When I was seven years old, my mom enrolled me in dance classes. Over eight years, I studied tap, jazz, hip-hop, lyrical and ballet. The day I put on my first pair of pointe shoes was magical to say the least. I felt like a real dancer. I loved the flowing skirts, the turns and kicks, everything about ballet and pointe, and it became a huge part of my life.
Being a dancer helped me in high school - I was never afraid to be placed up front in the musicals and people looked to me on stage because I knew everyone’s choreography. Being in high school theatre was another opportunity for me to show off or lead the pack. I joined cheerleading because I wanted to get more hip-hop experience that I couldn’t always get at dance class. It also gave me tons of confidence and spunk - I wasn’t afraid of leading a group or taking center stage.
Unfortunately, cheerleading and musicals got in the way of dancing. I couldn’t commit myself to dance as much as I used to and I found myself struggling to catch up during rehearsals. I knew I had to drop something, so dance had to go. Now, going into my fourth year of college, I can’t remember the last time I danced in a proper pair of ballet shoes. It was such a huge part of my life and it was gone so suddenly.
So, last spring, I joined Clarkson Theatre Company in their production of All Shook Up, a musical combining the stories of William Shakespeare with the rock and roll of Elvis Presley. Our choreographer Heather was involved with Clarkson University’s Swing Dance Club and incorporated a lot of swing dancing into our full cast choreography. A lot of us caught the bug and decided to go to the Swing Dance Club’s meetings, myself included. I was so excited to be dancing again, even though swing was still kind of foreign to me.
We had a little bit of training from Heather before arriving to Swing, so I felt prepared enough that I could get by. I paired up with someone from Clarkson that I didn’t know and we just started dancing. He was a good leader and I tried to be the best follower I could be, but there was something that I couldn’t help but notice.
No one counts the beat.
My life, ever since that first dance class, has been divided up into eight counts. Eight counts to move across the stage, eight counts to pirouette, eight counts to get into a new formation. Even in cheerleading, everything was in eight - Prep on one, bounce on three, toss on five, hit on seven, catch on the next one. I don’t count seconds, I count eights. And that’s not how it works in swing.
Within swing dance partners, there is a leader (usually the male) and a follower (usually the female). The leader gives cues, either verbal or visual, to signal the follower what move they want to do next. There are no rules, no logical progression of steps, no choreography. It was overwhelming.
The guy that was leading me was very experienced and being a follower meant that I was pretty much at his mercy. I didn’t have to make any decisions about what moves to do, especially since I only knew a handful of steps. I’d never been a part of a dance where I didn’t know what was coming next. But Matt was a good leader and he was willing to help me learn the more difficult moves.

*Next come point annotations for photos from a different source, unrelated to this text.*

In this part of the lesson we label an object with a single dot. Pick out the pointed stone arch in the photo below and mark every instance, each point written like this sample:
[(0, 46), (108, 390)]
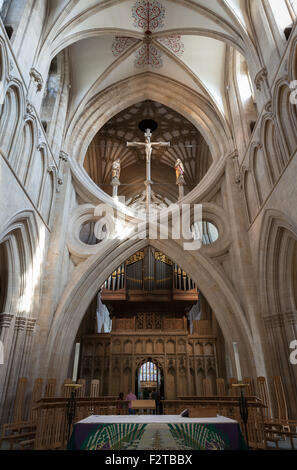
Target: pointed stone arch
[(95, 270)]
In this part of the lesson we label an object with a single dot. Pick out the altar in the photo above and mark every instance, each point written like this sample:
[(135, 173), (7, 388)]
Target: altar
[(151, 432)]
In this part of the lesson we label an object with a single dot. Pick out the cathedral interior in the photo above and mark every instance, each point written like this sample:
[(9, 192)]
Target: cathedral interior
[(112, 109)]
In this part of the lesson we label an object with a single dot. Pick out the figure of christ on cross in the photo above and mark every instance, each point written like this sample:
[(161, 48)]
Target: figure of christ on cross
[(148, 145)]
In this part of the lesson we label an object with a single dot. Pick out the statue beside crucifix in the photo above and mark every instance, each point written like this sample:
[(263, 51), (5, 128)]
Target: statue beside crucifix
[(148, 146), (116, 169), (115, 177)]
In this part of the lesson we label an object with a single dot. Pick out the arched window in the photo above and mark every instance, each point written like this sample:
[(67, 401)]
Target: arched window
[(148, 372)]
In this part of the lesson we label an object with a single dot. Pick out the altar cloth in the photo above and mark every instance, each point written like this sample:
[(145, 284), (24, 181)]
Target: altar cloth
[(154, 432)]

The next couple of weeks, I was dancing with another beginner and we were more equally matched, so I felt a little more confident. We actually started dating and we’re both looking forward to going back to Swing Club at the beginning of next semester and tackling more difficult moves. I’ve also enrolled in a Jazz Dance class for the fall and I hope to start dancing more at Potsdam. I can’t wait to go back to Swing Club because of the new friends, new experiences and new outlook it taught me in just a few short weeks.
You can’t live your life according to the eight counts - there’s no way to plan out every beat, every step, every motion. It’s too much. When I first started swing, the lack of planning overwhelmed me. Now I realize that forcing myself into a rigid, little box of eight counts was more overwhelming than I could have imagined at seven years old. I still have a special place in my heart for dance and I will never forget what I learned at Miss Judy’s all those years ago. But sometimes, you just have to let go and swing.